Get inside Sandy Skoglund’s room of raw bacon
The first thing you notice is the bright blue chair, which somewhat resembles Vincent van Gogh‘s own Van Gogh’s Chair painting. In the centre of a room, it’s shot by Sandy Skoglund amongst a fleshy background. Your eyes adjust a bit more, and you’ll realise it’s not dodgy-toned wallpaper, and it’s not just the background, either. Everything, including the chair, is delicately wrapped in bacon. Body Limits employs no Photoshop, and every strip of bacon, including those weaving down the legs of the chair, was placed intentionally by Skoglund.
Using recurring images of food is a fairly commonplace motif in art in general, and particularly in Skoglund’s work. Drawing from the mass production pioneered by Andy Warhol and his many soup cans and Cola bottles, Skoglund creates a more elaborate, lived-in scene while maintaining the surreal effect she became known for. It could be anything from cats, Cheetos or leaves, but in Skoglund’s hands, it’s guaranteed they’ll be visually amplified to bizarre heights.
As an example of painstaking scenography and an unlimited bacon budget, Body Limits, as with most of Skoglund’s work, can be interpreted as a comment on consumerism at large, although Skoglund disagrees. “I’ve always seen the food that I use as a way to communicate directly with the viewer through the stomach and not through the brain,” she told Artsy. Food as a subject is often reduced to associations with capitalism and greed, but Skoglund is toying more with familiarity and context.
“If the viewer can recognise what they’re looking at without me telling them what it is, that’s really important to me,” she said. “And I think it’s, for me, just a way for the viewer to enter into. It’s something they’ve experienced, and it’s a way for them to enter into the word: ‘Oh yeah, I’ve seen that stuff before. I know what that is.’ But it’s used inappropriately, it’s used not only inappropriately, it’s also used very excessively in the imagery as well.”

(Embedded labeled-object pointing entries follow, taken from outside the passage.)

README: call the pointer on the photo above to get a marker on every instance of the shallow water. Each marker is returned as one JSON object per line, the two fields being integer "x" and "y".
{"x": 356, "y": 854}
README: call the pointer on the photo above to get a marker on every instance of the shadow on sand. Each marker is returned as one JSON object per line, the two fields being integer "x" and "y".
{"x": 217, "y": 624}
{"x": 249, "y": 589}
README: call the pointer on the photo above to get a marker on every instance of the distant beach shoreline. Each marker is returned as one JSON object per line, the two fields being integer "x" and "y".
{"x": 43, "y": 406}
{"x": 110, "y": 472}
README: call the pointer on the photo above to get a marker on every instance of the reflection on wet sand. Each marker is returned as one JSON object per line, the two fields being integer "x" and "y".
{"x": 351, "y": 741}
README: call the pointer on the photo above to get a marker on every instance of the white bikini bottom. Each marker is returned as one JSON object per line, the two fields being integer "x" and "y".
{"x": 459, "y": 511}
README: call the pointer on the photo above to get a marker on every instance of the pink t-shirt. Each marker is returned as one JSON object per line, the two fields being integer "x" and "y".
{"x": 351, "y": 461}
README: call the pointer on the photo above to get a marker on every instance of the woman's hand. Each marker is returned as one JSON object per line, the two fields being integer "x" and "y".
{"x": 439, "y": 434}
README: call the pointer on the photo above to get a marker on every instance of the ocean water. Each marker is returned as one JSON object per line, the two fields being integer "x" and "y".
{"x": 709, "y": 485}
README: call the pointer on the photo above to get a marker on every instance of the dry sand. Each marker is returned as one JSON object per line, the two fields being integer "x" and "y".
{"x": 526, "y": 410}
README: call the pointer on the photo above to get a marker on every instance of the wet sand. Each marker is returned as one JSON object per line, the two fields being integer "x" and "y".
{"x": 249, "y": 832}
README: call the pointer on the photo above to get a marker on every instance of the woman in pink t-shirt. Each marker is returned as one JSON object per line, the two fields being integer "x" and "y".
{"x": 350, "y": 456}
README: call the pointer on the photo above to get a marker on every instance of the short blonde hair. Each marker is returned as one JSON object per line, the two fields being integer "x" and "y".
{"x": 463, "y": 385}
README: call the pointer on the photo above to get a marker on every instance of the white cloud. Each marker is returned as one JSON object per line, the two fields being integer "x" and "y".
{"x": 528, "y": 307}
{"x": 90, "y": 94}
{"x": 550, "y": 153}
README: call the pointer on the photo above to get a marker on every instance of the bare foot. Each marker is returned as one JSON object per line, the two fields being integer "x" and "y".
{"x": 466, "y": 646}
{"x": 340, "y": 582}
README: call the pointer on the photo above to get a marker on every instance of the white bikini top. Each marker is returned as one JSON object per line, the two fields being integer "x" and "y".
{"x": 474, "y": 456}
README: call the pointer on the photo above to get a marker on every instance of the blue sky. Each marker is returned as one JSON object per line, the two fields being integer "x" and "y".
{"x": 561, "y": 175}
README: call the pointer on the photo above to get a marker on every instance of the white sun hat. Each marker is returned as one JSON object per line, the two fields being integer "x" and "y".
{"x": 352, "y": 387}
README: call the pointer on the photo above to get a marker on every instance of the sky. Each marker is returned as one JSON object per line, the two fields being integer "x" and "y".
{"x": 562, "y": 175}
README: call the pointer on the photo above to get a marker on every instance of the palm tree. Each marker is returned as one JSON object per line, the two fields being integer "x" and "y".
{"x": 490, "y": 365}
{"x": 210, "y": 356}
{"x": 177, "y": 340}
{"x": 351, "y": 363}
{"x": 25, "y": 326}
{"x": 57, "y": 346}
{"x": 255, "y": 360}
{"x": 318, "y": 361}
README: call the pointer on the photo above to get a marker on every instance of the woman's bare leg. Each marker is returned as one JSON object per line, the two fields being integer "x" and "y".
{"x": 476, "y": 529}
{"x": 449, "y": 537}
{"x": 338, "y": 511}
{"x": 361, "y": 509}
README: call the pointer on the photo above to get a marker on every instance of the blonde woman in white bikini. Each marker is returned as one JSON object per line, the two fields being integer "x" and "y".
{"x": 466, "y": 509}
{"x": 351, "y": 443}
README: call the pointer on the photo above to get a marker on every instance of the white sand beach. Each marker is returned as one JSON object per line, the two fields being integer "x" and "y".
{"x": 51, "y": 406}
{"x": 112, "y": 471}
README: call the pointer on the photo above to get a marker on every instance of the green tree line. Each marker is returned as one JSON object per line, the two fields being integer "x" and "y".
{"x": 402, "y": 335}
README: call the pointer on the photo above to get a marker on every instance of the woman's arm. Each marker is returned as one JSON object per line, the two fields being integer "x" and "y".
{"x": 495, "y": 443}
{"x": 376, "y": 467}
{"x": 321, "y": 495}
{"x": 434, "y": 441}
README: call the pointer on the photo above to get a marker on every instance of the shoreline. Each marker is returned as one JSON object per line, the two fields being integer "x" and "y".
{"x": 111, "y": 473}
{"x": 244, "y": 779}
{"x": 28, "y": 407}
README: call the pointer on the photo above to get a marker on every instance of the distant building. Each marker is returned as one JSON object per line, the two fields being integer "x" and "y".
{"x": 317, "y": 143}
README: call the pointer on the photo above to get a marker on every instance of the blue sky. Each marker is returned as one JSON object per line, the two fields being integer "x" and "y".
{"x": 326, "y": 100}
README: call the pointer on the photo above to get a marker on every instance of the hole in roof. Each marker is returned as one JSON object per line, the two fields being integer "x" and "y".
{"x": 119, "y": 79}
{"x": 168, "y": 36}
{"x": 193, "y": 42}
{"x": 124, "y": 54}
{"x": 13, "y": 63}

The excessive element meant similar creations to Body Limits’ bacon room could take Skoglund months at a time, all in the hopes of creating a set that felt real and impossible at the same time. She constantly manipulates volume but never scale. The chairs and people that frequent her work are normal-sized, just so repetitively used that they seem a larger visual force than they are.
What she wants people to notice most of all is the set and the sculptures. “All of the work that’s going on is the chaos, and then the people inside are just there, the same way we are in our lives,” she says. “So this kind of coping with the chaos of reality is more important in the old work. This kind of disappearing into it.”
Her work promises surrealistic escape weirdly rooted in reality. If you were ever to plaster a room with bacon, you’d find it looks just like what Skoglund’s did. But she’s likely the only patient to do it, then move on to another room to be filled and covered with something else.